A nova publicação de Cíntia Ertel se encaixa como uma luva nesse nível de excelência narrativa. Uma vez que o julguei o melhor livro apreciado nos últimos 30 dias, seu destino era ganhar uma análise literária gigante (ou minúscula, fica a seu critério decidir). Confesso que mesmo que minhas críticas não sejam lidas por uma multidão (estamos falando de literatura para o público brasileiro, né?), fico honrado por conseguir apresentar as preciosidades da ficção (e do universo artístico) para meus conterrâneos. Quem manda ter um blog de literatura, cultura e entretenimento, não é mesmo?! Portanto, aí está a produção do post que prometi para mim mesmo que faria e divulgaria!


Sem receios de tropeçar nas pernas do exagero, digo em alto e bom tom que essa história de Cíntia Ertel é leitura obrigatória para crianças, adolescentes, pais e educadores. “O Menino que Vivia no Mundo de... Marte!” trata de questões delicadíssimas e atuais: o bullying escolar, o vício nas telas e a aridez dos relacionamentos entre pais e filhos. Como consequência, a molecadinha cresce insegura, deprimida, solitária e ansiosa (quando não violenta). Mesmo não tendo criança em casa (ainda não concluí a fase do jogo da vida de encontrar/selecionar/convencer a mãe dos meus futuros filhos), vejo que esse trio de temas afeta grande parte de meus parentes, amigos, colegas, conhecidos e vizinhos.

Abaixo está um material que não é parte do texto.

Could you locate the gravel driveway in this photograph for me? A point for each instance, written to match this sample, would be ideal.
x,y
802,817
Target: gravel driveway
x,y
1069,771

Publicado em setembro de 2024 pela EV Publicações, O Menino que Vivia no Mundo de...Marte! é o novo livro infantil de Cíntia Ertel, e o primeiro título dela para os pré-adolescentes

Os leitores mais assíduos do Bonas Histórias devem saber (ou intuitivamente já perceberam) que minha especialidade não é a literatura infantil nem a literatura infantojuvenil. Para ser bem franco, diria que sou apenas um amador nessas duas áreas. Dentro da ficção literária, meu campo de trabalho e estudo está nas narrativas para o público adulto – tenho medo de falar/escrever ficção adulta porque parece algo do segmento erótico. Quando o debate vai para os romances, as novelas e as coletâneas de contos e crônicas para a galera mais velha, aí sim fico à vontade para debater e analisar as obras que caem em minhas mãos. Todavia, como a proposta do blog é ser plural, me sinto na obrigação de vira e mexe comentar alguns títulos para os pequenos. Daí o motivo de, mesmo sabendo que não sou a pessoa mais indicada para comentá-lo, trazer “O Menino que Vivia no Mundo de... Marte!” para a discussão na coluna Livros – Crítica Literária.

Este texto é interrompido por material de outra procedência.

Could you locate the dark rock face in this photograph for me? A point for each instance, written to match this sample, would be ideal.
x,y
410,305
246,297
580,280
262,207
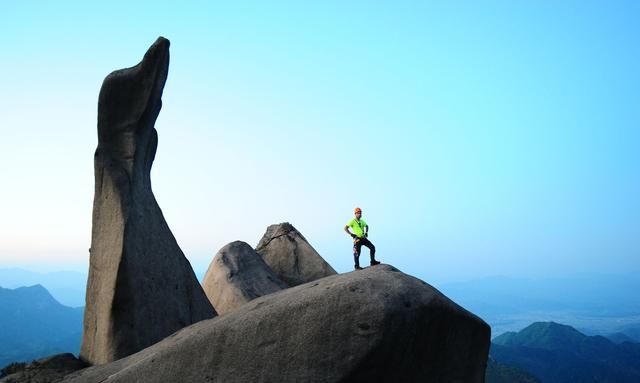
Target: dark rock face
x,y
291,257
47,370
374,325
238,275
141,288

Cíntia Ertel nasceu no interior de Santa Catarina e morou em vários lugares no Brasil antes de se fixar na Europa. Além de Florianópolis, viveu na infância e na adolescência em São Paulo e Minas Gerais. De volta à capital catarinense, se formou em Psicologia e trabalhou em sua própria clínica e como terapeuta de usuários de drogas. Nessa época, começou a namorar um alemão que já estava há anos no Brasil. O namoro foi ficando cada vez mais sério, assim como foi crescendo a vontade do gringo de retornar para a Europa. Com essa ideia fixa na cabeça, o alemão convenceu a namorada a se mudar com ele para Luxemburgo, país no centro do Velho Continente que fala francês, alemão e luxemburguês. Assim, em 2012, eles partiram para o exterior em busca de mais qualidade de vida e novos voos profissionais.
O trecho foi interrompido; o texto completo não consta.